Modeling propellant-based stimulation of a borehole with peridynamics
R Panchadhara and PA Gordon and ML Parks, INTERNATIONAL JOURNAL OF ROCK MECHANICS AND MINING SCIENCES, 93, 330-343 (2017).
A non-local formulation of classical continuum mechanics theory known as peridynamics is used to study fracture initiation and growth from a wellbore penetrating the subsurface within the context of propellant- based stimulation. The principal objectives of this work are to analyze the influence of loading conditions on the resulting fracture pattern, to investigate the effect of in-situ stress anisotropy on fracture propagation, and to assess the suitability of peridynamics for modeling complex fracture formation.
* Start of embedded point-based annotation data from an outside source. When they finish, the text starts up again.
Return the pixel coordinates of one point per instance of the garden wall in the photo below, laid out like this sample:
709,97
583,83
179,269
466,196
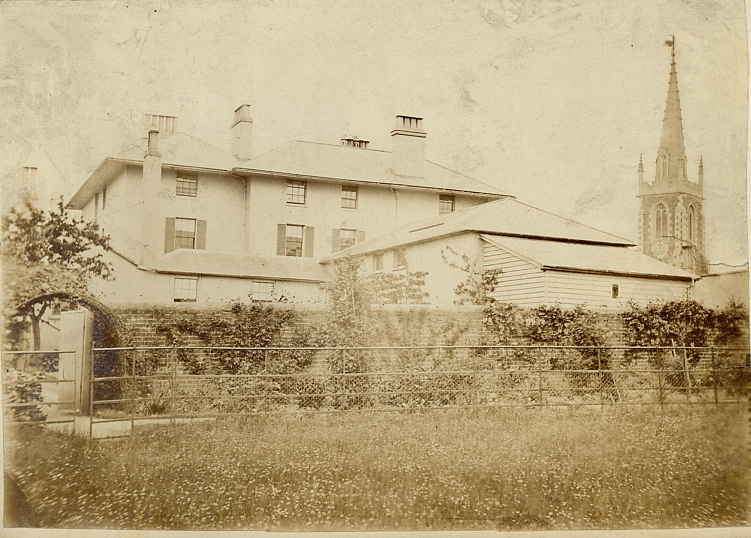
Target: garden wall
140,323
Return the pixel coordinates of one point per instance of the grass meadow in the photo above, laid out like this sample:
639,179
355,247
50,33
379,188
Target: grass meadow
506,469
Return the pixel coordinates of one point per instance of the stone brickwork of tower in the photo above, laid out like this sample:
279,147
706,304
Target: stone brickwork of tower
671,217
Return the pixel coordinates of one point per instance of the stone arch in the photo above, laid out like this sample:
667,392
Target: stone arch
691,223
661,215
107,332
96,307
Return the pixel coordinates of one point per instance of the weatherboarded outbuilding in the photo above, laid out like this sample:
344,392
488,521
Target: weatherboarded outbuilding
542,258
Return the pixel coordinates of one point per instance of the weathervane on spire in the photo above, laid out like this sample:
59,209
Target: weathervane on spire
671,43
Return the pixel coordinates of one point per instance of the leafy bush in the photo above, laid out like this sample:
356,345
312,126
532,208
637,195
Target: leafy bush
18,390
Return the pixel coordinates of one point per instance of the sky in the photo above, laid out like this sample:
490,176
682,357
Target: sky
550,101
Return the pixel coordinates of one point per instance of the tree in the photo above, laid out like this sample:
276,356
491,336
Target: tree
47,252
402,288
475,288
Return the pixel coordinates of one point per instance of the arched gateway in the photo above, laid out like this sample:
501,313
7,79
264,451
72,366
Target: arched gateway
99,327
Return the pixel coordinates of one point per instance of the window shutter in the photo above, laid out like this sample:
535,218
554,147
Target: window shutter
281,240
201,235
169,235
309,235
335,241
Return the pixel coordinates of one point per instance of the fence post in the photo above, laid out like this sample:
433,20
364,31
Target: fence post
91,396
539,374
660,394
173,385
602,379
714,376
133,394
687,375
475,381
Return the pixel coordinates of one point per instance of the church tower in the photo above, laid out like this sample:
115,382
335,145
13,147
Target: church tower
671,219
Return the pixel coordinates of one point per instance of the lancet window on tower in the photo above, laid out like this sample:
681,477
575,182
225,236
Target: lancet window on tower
661,221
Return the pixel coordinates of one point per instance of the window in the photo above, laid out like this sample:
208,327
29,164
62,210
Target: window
293,242
262,291
445,204
400,258
186,186
661,221
347,238
186,290
296,192
349,197
185,233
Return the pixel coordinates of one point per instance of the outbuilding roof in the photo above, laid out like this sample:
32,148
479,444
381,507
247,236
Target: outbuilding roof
579,257
298,159
201,262
311,160
179,150
506,216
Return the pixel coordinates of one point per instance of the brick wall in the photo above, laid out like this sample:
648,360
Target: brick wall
436,326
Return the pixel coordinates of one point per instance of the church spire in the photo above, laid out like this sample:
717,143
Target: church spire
671,157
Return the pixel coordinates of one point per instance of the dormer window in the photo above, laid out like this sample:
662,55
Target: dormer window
296,192
354,142
349,197
186,186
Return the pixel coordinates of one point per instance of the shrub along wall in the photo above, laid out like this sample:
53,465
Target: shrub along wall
148,325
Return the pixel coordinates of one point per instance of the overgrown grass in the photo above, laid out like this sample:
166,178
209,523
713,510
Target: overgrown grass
542,468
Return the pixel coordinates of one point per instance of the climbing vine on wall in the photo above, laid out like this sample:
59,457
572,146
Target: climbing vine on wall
239,325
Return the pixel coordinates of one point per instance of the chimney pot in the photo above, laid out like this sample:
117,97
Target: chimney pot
30,175
408,146
152,150
354,142
242,133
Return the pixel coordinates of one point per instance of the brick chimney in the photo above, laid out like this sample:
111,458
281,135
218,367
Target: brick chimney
242,134
408,147
152,225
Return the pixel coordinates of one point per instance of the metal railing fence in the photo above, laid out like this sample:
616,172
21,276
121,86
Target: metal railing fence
26,399
179,382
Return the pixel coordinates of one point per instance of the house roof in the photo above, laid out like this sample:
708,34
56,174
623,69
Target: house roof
303,160
311,160
579,257
184,261
506,216
178,150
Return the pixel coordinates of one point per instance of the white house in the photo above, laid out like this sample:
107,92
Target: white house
543,258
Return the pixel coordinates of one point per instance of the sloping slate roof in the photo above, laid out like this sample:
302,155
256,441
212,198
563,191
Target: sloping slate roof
505,217
179,149
590,258
315,160
241,265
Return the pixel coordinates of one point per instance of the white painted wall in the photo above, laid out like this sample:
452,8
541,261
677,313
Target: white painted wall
525,284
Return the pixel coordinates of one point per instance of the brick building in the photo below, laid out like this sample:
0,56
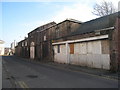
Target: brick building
92,43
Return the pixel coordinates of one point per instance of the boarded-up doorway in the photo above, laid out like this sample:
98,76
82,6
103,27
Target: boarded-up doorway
32,51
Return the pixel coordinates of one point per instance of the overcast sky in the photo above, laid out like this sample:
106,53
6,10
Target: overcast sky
22,16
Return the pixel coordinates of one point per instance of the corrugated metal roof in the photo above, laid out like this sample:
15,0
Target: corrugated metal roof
1,42
97,24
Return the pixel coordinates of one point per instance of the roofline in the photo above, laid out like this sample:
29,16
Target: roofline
41,26
71,20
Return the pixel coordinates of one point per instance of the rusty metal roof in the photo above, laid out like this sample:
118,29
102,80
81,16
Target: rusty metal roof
1,42
97,24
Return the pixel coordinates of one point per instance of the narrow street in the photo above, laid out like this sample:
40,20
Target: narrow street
20,73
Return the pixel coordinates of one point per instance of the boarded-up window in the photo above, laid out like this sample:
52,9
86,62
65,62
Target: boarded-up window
71,48
58,48
105,46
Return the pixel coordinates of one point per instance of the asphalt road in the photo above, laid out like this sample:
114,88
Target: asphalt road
20,73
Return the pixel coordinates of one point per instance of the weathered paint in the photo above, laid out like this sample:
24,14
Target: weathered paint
32,50
88,54
62,56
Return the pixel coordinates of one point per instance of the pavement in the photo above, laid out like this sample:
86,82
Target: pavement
88,70
26,73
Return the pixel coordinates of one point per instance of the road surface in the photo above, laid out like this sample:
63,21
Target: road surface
20,73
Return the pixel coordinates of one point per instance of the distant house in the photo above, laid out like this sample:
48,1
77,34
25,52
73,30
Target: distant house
1,47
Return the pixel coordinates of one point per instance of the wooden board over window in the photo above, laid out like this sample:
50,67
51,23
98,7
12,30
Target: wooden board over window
72,48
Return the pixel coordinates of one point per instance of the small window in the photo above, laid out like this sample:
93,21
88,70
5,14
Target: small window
71,48
58,48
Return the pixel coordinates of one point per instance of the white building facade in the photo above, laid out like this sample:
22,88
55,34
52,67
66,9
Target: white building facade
2,47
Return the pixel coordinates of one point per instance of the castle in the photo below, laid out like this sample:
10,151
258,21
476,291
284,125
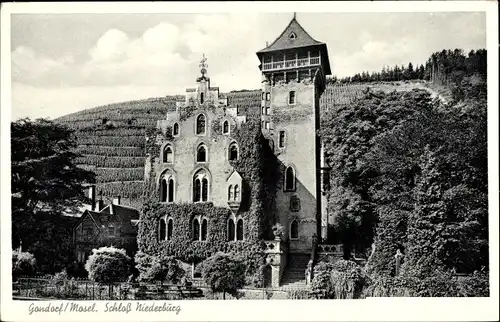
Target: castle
195,151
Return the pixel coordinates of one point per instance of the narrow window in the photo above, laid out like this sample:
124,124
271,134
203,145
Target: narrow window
282,139
111,230
239,230
233,152
204,229
230,229
236,192
294,229
168,155
291,97
196,229
163,192
204,189
289,179
200,124
162,229
197,190
170,228
170,190
201,155
176,129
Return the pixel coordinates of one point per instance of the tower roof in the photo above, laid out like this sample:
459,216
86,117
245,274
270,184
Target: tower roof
294,36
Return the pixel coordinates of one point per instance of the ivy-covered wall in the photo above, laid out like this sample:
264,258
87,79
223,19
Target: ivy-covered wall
258,168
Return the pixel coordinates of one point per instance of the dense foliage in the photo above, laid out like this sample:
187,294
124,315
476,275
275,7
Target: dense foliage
108,264
153,268
338,280
225,274
23,264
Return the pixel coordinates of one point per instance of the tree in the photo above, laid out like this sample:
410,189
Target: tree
44,176
224,274
108,264
152,268
23,263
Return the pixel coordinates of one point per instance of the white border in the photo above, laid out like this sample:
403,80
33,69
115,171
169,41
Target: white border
394,309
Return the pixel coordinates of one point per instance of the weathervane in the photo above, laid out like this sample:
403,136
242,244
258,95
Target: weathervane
203,65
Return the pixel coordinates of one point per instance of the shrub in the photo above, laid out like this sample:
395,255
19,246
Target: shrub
152,268
23,263
108,264
224,274
340,280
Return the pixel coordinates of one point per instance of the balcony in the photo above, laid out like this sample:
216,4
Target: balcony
289,64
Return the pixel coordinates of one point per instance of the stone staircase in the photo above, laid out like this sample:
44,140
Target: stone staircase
294,276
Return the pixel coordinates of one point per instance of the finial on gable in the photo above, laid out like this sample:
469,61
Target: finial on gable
203,65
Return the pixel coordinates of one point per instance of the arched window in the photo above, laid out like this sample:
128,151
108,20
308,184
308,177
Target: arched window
233,152
201,154
170,195
239,229
236,192
196,229
170,228
230,229
200,186
204,228
163,228
176,129
289,179
294,229
163,190
282,139
200,124
168,154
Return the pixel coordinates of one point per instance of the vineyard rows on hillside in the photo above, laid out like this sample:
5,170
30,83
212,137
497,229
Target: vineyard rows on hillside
118,141
111,151
101,161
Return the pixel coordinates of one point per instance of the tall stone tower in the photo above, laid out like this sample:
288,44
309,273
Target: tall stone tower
293,68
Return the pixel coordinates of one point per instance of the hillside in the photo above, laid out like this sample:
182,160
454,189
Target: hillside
111,137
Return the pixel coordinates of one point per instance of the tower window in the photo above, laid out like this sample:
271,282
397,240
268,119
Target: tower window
163,228
167,189
291,97
233,152
200,124
201,154
239,229
282,139
294,229
200,186
168,154
176,129
289,179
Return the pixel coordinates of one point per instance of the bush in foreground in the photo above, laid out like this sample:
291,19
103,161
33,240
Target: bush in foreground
108,264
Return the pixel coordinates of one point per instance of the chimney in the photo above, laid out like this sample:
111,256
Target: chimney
116,201
91,195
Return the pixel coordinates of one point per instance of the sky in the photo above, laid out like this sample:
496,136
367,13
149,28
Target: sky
63,63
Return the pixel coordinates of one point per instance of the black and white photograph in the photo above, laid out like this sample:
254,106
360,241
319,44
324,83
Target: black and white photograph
156,157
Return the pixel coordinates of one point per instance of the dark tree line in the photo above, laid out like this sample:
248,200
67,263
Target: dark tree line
443,67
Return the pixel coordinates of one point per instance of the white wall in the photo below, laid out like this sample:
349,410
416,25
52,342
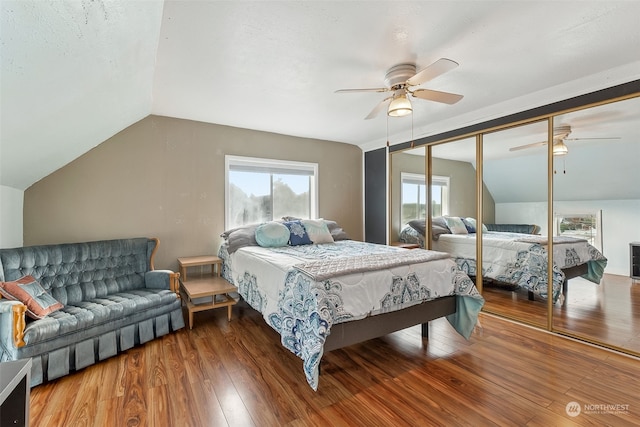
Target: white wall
619,224
11,203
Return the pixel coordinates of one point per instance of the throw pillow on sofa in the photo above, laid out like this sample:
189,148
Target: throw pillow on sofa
29,292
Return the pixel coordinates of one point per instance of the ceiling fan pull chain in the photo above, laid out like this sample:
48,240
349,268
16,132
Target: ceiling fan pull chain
388,145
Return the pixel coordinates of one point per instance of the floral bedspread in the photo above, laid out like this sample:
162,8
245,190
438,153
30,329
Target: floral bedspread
303,310
522,260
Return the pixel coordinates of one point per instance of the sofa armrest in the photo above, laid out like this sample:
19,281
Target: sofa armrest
162,279
12,323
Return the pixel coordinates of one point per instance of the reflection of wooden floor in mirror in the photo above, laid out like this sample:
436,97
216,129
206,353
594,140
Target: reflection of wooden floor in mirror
609,312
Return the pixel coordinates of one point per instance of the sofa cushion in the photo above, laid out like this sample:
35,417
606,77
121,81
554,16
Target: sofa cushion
74,272
29,292
74,318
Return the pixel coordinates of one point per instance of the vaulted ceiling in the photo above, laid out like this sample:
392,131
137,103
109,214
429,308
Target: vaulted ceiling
74,73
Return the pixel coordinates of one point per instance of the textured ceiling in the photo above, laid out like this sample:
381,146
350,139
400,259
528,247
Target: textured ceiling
75,73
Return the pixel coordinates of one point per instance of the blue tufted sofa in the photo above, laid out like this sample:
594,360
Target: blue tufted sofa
112,299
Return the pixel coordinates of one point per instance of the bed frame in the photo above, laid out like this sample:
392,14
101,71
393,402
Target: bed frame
349,333
569,273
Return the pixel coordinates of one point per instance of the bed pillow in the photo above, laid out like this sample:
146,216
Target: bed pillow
439,220
420,225
437,230
456,225
471,226
474,224
298,235
240,237
336,231
317,230
29,292
272,235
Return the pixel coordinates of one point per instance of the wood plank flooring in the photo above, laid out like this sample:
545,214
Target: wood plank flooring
237,373
608,312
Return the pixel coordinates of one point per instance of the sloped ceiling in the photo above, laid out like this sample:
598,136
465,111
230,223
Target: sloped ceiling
75,73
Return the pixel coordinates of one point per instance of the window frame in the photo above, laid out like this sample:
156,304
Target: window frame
443,181
275,166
It is shown that the loading rate significantly influences the number and extent of fractures initiated from a borehole. Results show that low loading rates produce fewer but longer fractures, whereas high loading rates produce numerous shorter fractures around the borehole. The numerical method is able to predict fracture growth patterns over a wide range of loading and stress conditions. Our results also show that fracture growth is attenuated with increasing in-situ confining stress, and, in the case of confining stress anisotropy, fracture extensions are largest in the direction perpendicular to the minimum compressive stress. Since the results are in broad qualitative agreement with experimental and numerical studies found in the literature, suggesting that peridynamics can be a powerful tool in the study of complex fracture network formation.